The existence in plants of a new type of vacuolar traffic that can be used by leaf cells to transport vacuolar proteins offers a great potential, in particular for recombinant protein production in the near future. The available studies in this subject point to a stunning increase in protein production when it is targeted to the vacuole. The problem of targeting foreign proteins to the vacuole is that once entering the secretory pathway, proteins undergo post-translation modifications such as glycosylation. Despite plants produce the same glycosylation patterns as mammals in the ER, when entering the GA the trimming of the glycans is sufficiently different to cause immunogenicity risks. Plant systems with modified glycosylation pathways lacking potentially immunogenic N-glycans are useful “pharming” systems to produce biopharmaceuticals with reduced allergenicity. Therefore, the targeting of therapeutic proteins to the vacuole bypassing the GA would be an exciting approach to overcome the plant-specific glycosylation problem.

6. Specialization of Vacuolar Trafficking Pathways: The Particular Case of Cardosins

A new topic of discussion is arising in what concerns the vacuolar routes some proteins take in specific organs and how those routes changes in organs with a different metabolic activity. It was observed that the same protein can be either secreted to the apoplast or directed to the vacuole, or accumulate in PSVs or LVs traveling though different routes, depending on the cell type and developmental stage suggesting a tight mechanism of regulation of trafficking.

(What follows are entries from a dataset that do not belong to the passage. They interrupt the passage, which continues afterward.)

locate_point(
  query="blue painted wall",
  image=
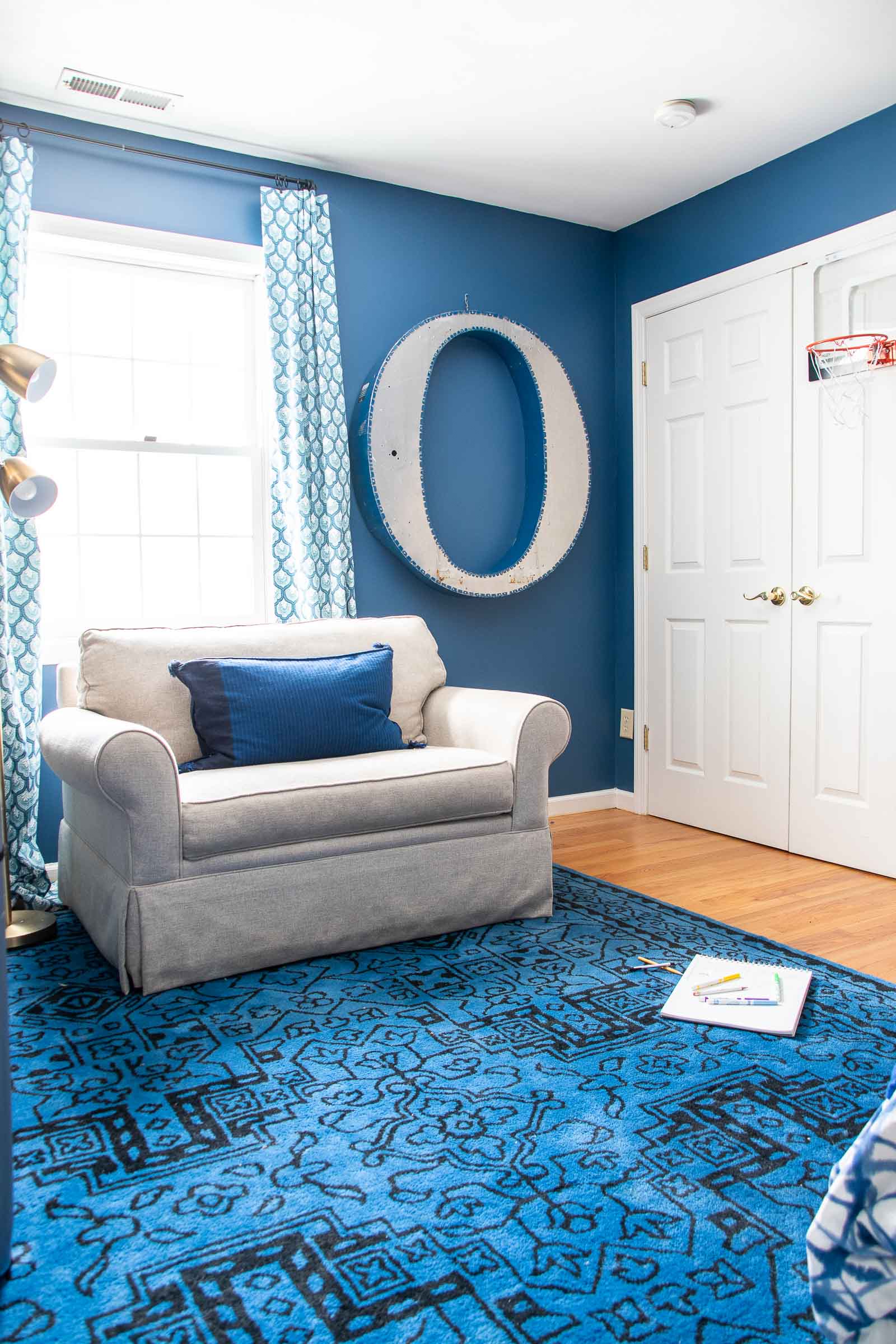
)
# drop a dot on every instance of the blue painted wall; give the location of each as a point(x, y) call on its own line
point(403, 256)
point(825, 186)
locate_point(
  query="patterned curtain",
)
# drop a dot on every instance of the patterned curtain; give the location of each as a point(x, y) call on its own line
point(19, 570)
point(314, 570)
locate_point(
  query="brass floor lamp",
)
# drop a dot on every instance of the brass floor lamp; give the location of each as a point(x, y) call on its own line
point(27, 495)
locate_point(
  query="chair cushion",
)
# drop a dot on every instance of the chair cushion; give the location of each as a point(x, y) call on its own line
point(257, 711)
point(257, 805)
point(124, 674)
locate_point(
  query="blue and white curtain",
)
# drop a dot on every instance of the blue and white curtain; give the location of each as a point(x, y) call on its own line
point(852, 1240)
point(314, 569)
point(21, 569)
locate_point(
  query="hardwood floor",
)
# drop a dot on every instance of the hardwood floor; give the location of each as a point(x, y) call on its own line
point(837, 913)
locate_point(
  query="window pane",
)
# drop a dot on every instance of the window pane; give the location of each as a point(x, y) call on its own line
point(171, 580)
point(101, 311)
point(108, 492)
point(225, 496)
point(220, 407)
point(221, 320)
point(227, 580)
point(104, 400)
point(45, 307)
point(110, 581)
point(162, 402)
point(169, 494)
point(142, 535)
point(163, 299)
point(59, 580)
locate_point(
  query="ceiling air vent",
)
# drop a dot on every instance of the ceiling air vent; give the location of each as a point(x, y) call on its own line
point(116, 91)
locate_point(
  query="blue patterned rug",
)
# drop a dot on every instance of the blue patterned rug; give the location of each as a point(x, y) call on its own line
point(487, 1136)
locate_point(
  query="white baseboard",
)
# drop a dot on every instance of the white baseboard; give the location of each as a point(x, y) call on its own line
point(625, 800)
point(595, 801)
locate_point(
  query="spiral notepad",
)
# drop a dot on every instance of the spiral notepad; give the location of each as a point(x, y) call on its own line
point(782, 1019)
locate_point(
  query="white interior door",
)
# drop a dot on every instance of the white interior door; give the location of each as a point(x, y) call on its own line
point(844, 646)
point(719, 459)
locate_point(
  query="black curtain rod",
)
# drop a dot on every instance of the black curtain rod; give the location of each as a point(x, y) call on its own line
point(277, 178)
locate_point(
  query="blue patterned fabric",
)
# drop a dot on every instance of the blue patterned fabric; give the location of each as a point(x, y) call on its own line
point(21, 578)
point(486, 1137)
point(314, 570)
point(253, 711)
point(852, 1241)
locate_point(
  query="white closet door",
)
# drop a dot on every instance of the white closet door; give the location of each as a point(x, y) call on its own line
point(719, 454)
point(844, 646)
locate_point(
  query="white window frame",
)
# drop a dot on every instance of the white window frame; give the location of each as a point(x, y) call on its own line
point(101, 241)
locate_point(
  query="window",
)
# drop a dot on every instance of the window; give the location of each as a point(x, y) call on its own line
point(153, 429)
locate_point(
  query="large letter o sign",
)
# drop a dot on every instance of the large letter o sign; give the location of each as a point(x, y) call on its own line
point(389, 471)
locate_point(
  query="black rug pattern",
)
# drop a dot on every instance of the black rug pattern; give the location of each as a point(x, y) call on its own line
point(487, 1136)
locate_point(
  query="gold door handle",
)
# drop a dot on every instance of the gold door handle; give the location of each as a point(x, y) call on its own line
point(777, 597)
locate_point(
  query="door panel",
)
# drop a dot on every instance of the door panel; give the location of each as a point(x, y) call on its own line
point(719, 447)
point(844, 646)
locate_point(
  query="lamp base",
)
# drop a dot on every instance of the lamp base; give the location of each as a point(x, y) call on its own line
point(30, 926)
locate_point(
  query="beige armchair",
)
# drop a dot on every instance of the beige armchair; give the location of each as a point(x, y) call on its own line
point(184, 878)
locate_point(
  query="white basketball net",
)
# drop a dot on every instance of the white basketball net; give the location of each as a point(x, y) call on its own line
point(844, 370)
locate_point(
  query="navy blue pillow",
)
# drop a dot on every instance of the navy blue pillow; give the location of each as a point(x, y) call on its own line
point(254, 711)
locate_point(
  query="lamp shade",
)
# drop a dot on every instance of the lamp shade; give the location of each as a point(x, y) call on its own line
point(26, 373)
point(26, 491)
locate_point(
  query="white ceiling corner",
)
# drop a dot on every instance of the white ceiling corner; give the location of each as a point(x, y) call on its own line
point(539, 108)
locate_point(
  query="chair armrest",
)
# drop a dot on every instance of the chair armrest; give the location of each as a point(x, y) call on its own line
point(122, 791)
point(527, 730)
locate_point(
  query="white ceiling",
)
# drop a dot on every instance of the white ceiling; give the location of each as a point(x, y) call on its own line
point(540, 106)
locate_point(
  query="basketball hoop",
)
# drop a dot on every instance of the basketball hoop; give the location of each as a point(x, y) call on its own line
point(844, 365)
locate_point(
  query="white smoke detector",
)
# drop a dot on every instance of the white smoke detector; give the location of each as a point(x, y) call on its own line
point(675, 115)
point(133, 97)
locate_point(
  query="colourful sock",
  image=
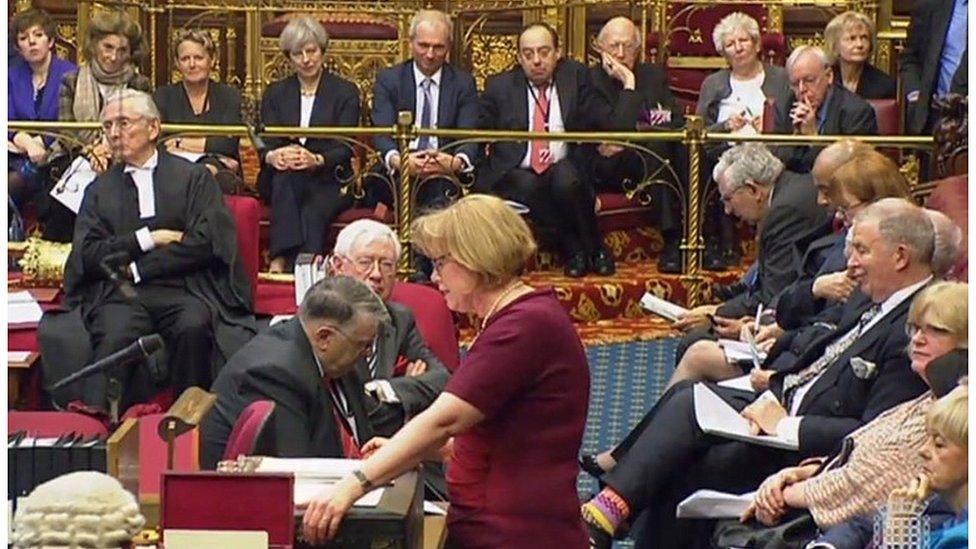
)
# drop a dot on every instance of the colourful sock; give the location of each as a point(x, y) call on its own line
point(607, 510)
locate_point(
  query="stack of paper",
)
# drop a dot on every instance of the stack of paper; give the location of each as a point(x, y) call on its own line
point(662, 307)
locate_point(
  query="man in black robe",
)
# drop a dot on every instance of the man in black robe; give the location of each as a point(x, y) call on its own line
point(160, 224)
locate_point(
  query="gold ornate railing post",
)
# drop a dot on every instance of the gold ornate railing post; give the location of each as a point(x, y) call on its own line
point(693, 245)
point(404, 133)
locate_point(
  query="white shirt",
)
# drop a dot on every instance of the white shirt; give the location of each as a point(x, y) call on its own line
point(747, 98)
point(789, 427)
point(142, 177)
point(557, 149)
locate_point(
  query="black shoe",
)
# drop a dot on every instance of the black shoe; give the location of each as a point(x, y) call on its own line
point(603, 263)
point(589, 464)
point(599, 538)
point(577, 266)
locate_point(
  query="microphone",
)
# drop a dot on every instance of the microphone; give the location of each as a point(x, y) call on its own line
point(109, 265)
point(140, 350)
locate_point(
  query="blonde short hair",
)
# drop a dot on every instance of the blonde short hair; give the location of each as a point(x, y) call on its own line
point(949, 416)
point(946, 303)
point(839, 25)
point(480, 232)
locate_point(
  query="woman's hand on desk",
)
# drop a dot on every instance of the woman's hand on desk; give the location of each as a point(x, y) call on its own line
point(326, 510)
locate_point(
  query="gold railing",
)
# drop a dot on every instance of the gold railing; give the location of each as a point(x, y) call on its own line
point(693, 136)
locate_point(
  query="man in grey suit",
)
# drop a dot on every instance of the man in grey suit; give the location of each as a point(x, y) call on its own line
point(401, 375)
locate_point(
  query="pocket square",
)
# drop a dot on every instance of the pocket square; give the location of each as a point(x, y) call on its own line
point(863, 369)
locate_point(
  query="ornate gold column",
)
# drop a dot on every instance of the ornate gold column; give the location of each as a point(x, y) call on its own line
point(693, 245)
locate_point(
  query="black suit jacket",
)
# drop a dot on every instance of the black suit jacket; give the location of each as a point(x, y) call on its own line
point(793, 213)
point(504, 106)
point(847, 114)
point(278, 365)
point(336, 104)
point(874, 83)
point(457, 105)
point(401, 340)
point(840, 401)
point(922, 56)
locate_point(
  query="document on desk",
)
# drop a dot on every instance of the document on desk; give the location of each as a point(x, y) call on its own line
point(23, 308)
point(712, 504)
point(662, 307)
point(313, 475)
point(716, 417)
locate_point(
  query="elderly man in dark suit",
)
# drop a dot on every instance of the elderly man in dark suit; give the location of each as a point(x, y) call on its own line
point(815, 106)
point(164, 222)
point(548, 93)
point(610, 165)
point(401, 375)
point(934, 60)
point(845, 379)
point(306, 367)
point(439, 95)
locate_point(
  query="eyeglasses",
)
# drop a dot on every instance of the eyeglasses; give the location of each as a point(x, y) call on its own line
point(927, 330)
point(364, 265)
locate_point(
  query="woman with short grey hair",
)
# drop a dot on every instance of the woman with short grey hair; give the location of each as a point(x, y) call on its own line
point(733, 100)
point(301, 176)
point(849, 40)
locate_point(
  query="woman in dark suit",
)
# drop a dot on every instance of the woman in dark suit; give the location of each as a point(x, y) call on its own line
point(300, 176)
point(849, 39)
point(199, 100)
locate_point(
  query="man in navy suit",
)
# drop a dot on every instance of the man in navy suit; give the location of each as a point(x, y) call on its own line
point(440, 96)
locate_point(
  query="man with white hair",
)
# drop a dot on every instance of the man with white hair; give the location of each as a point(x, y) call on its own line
point(401, 375)
point(160, 222)
point(815, 106)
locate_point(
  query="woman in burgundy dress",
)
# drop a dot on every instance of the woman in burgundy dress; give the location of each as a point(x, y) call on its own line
point(510, 421)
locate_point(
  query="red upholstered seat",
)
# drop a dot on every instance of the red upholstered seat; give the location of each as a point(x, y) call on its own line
point(434, 320)
point(248, 428)
point(889, 119)
point(247, 221)
point(53, 424)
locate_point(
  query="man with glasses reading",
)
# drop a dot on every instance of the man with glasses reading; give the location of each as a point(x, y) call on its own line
point(160, 222)
point(305, 365)
point(816, 106)
point(401, 375)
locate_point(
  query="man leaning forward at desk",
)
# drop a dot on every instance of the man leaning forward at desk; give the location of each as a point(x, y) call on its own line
point(305, 365)
point(844, 380)
point(163, 222)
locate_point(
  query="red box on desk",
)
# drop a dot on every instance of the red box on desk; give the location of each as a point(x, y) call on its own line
point(231, 501)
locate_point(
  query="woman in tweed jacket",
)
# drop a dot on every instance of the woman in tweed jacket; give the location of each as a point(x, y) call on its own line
point(885, 452)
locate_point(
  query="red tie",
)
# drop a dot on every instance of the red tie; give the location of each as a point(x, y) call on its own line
point(540, 147)
point(350, 448)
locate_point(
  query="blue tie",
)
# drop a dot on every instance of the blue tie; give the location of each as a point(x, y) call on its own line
point(424, 142)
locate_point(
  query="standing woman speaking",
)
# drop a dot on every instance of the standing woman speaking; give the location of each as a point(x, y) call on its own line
point(510, 421)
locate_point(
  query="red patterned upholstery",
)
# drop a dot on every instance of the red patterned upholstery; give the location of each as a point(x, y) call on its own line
point(951, 197)
point(248, 428)
point(53, 424)
point(886, 110)
point(247, 220)
point(434, 320)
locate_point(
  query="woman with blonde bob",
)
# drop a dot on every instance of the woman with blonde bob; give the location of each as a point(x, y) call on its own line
point(849, 39)
point(510, 421)
point(886, 451)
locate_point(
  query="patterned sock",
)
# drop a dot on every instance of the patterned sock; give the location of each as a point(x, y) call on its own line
point(607, 510)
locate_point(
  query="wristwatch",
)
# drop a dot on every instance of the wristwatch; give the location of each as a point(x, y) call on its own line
point(363, 481)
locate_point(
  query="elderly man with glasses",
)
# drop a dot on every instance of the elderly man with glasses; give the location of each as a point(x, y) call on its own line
point(816, 106)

Cardosins, an Aspartic Proteinase family identified in cardoons, illustrate such plurality and complexity in sorting mechanisms [21,39]. In the floral tissues of C. cardunculus, cardosin A is mainly found in the protein storage vacuoles of the stigmatic papillae while cardosin B is found in the extracellular matrix of both stigma and style transmitting tissue [4042]. In heterologous systems, Cardosin A was found to accumulate in different types of vacuoles according the tissue type: lytic vacuoles in epidermal leaves, and protein storage vacuoles in Arabidopsis thaliana seedlings. It has also been shown that preprocardosin A is processed along the vacuolar pathway and the last processing step to its mature form, including the removal of the internal PSI domain, occurs in the vacuole probably due to its acid environment [40]. However, in cardoon seeds an unprocessed precursor form of cardosin A, reaches the protein body (PB) in a GA-independent manner [19]. Processed cardosin A is subsequently detected in the central lytic vacuole as it engulfs PBs. The dual localization of cardosin A in protein bodies in cardoon cotyledon cells, and in protein storage vacuoles in flower cells [19], could be related to the existence of a PSI specific pathway, dependent on the type of tissue as recently proposed by Pereira et al. [21]. The authors postulate an alternative, COPII independent, vacuolar route mediated by non-glycosylated PSI domains such as the PSI of cardosin A and that this PSI-mediated pathway might be more relevant in metabolically active organs (such as flowers and seeds), where protein storage vacuoles are predominant over lytic vacuoles, and cells have different needs. Pereira and collaborators [21] demonstrated that a typical C-terminal VSD but also an unconventional PSI signal of cardosin A are sorting determinants and mediate two different trafficking pathways. In the experimental model used, the C-terminal signal is dominant over the PSI signal, as it dictates the route the protein takes to the vacuole. It is likely that the two signals act independently and provide the APs with a functional plasticity, controlling vacuolar traffic according to cell constraints or needs. Particularly relevant is the new insight into the regulatory function of the PSI domain in aspartic proteinase trafficking through a specific PSI signaling pathway, which may operate in parallel with another vacuolar pathway.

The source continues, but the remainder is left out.